Geng bersenjata mengendalikan sekitar 85 persen ibukota, Port-au-Prince, menurut PBB.
Ribuan warga Haiti telah turun ke jalan-jalan Port-au-Prince untuk mengekspresikan kemarahan mereka terhadap geng bersenjata yang mengendalikan hampir semua ibukota dan daerah sekitarnya dan kegagalan pemerintah untuk menahan mereka.
Sejak pertengahan Februari, Haiti telah melihat kebangkitan kekerasan geng. Geng, yang mengendalikan sekitar 85 persen dari Port-au-Prince, menurut PBB, telah meningkatkan serangan di beberapa lingkungan yang sebelumnya di luar kendali mereka, menyebarkan teror di antara populasi.
Kelompok -kelompok kekerasan telah bersatu di belakang koalisi yang dikenal sebagai Viv Ansanm dan memaksa lebih dari satu juta orang dari rumah mereka, yang telah berkontribusi pada pembekuan ekonomi dan telah memicu kelaparan massal. Mereka juga dituduh melakukan pemerasan, perkosaan dan pembunuhan massal.
Pemerintah transisi, badan yang berputar dari anggota dewan presiden yang ditunjuk hampir setahun yang lalu, bersama dengan misi keamanan yang tidak dikelilingi dan kurang dana tidak memiliki banyak hal untuk tidak menunda kemajuan geng sejauh ini.
Mulai Rabu pagi, para pengunjuk rasa mendirikan hambatan dan mengganggu lalu lintas ketika mereka menuju kantor Dewan Transisi Presiden (CPT) dan Perdana Menteri sebelum dibubarkan oleh polisi.

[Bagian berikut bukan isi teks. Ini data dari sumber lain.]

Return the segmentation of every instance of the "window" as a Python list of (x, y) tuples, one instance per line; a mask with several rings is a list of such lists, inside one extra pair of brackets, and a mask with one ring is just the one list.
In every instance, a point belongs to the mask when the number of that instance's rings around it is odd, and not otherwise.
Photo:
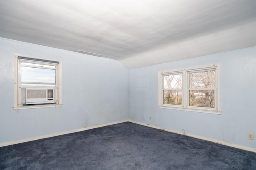
[(159, 107), (220, 114), (220, 64), (159, 72)]
[(14, 109), (60, 106), (61, 62), (14, 55)]

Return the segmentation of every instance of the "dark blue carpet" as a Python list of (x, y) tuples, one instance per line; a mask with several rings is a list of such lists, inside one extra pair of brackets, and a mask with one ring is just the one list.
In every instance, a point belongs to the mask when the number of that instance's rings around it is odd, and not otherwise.
[(256, 153), (126, 122), (2, 147), (1, 170), (256, 170)]

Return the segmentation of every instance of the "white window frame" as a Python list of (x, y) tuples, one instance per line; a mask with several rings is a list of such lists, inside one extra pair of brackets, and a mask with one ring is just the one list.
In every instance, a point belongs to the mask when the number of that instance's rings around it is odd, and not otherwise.
[[(178, 69), (160, 71), (158, 73), (158, 107), (186, 111), (220, 114), (220, 64), (183, 68)], [(214, 107), (189, 106), (189, 73), (209, 70), (215, 70), (215, 87), (214, 90)], [(164, 76), (167, 75), (182, 74), (182, 105), (164, 104)]]
[[(23, 59), (19, 59), (19, 57)], [(28, 63), (36, 63), (36, 60), (40, 64), (44, 63), (45, 65), (54, 65), (56, 66), (56, 86), (55, 87), (36, 87), (21, 86), (21, 61)], [(14, 55), (14, 104), (13, 108), (14, 109), (31, 109), (42, 107), (60, 107), (62, 106), (62, 80), (61, 80), (61, 62), (52, 60), (46, 60), (42, 59), (35, 58), (25, 56), (22, 55), (15, 54)], [(24, 105), (22, 104), (21, 101), (21, 88), (41, 89), (55, 89), (56, 92), (56, 100), (53, 104), (39, 104), (35, 105)]]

Mereka mengecam kelambanan pihak berwenang, yang telah gagal memulihkan keamanan hampir setahun setelah penciptaan CPT, didirikan setelah pengunduran diri Perdana Menteri Ariel Henry.

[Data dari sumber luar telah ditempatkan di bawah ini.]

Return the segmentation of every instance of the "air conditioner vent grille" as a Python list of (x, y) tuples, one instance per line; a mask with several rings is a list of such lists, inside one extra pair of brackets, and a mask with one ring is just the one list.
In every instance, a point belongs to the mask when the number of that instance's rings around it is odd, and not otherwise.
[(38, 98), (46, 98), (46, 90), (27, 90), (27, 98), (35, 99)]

“Apakah Anda melihat apa yang terjadi?” Pengunjuk rasa Joseph Mackendy mengatakan kepada kantor berita Reuters di demonstrasi. “Hari ini, orang -orang Haiti akan berjuang untuk bebas. Kita bebas. Orang -orang itu hari ini tidak bisa membuatku takut.”
“Kami tidak tahan dengan rasa tidak aman ini di negara ini lagi,” seorang pengunjuk rasa, yang menolak disebutkan namanya, mengatakan kepada kantor berita AFP.
“Tidak dapat diterima bahwa kita terus kehilangan wilayah. Pada kenyataannya, saya percaya bahwa wilayah -wilayah ini diserahkan kepada bandit oleh pihak berwenang, yang tidak naik ke kesempatan itu,” tambahnya.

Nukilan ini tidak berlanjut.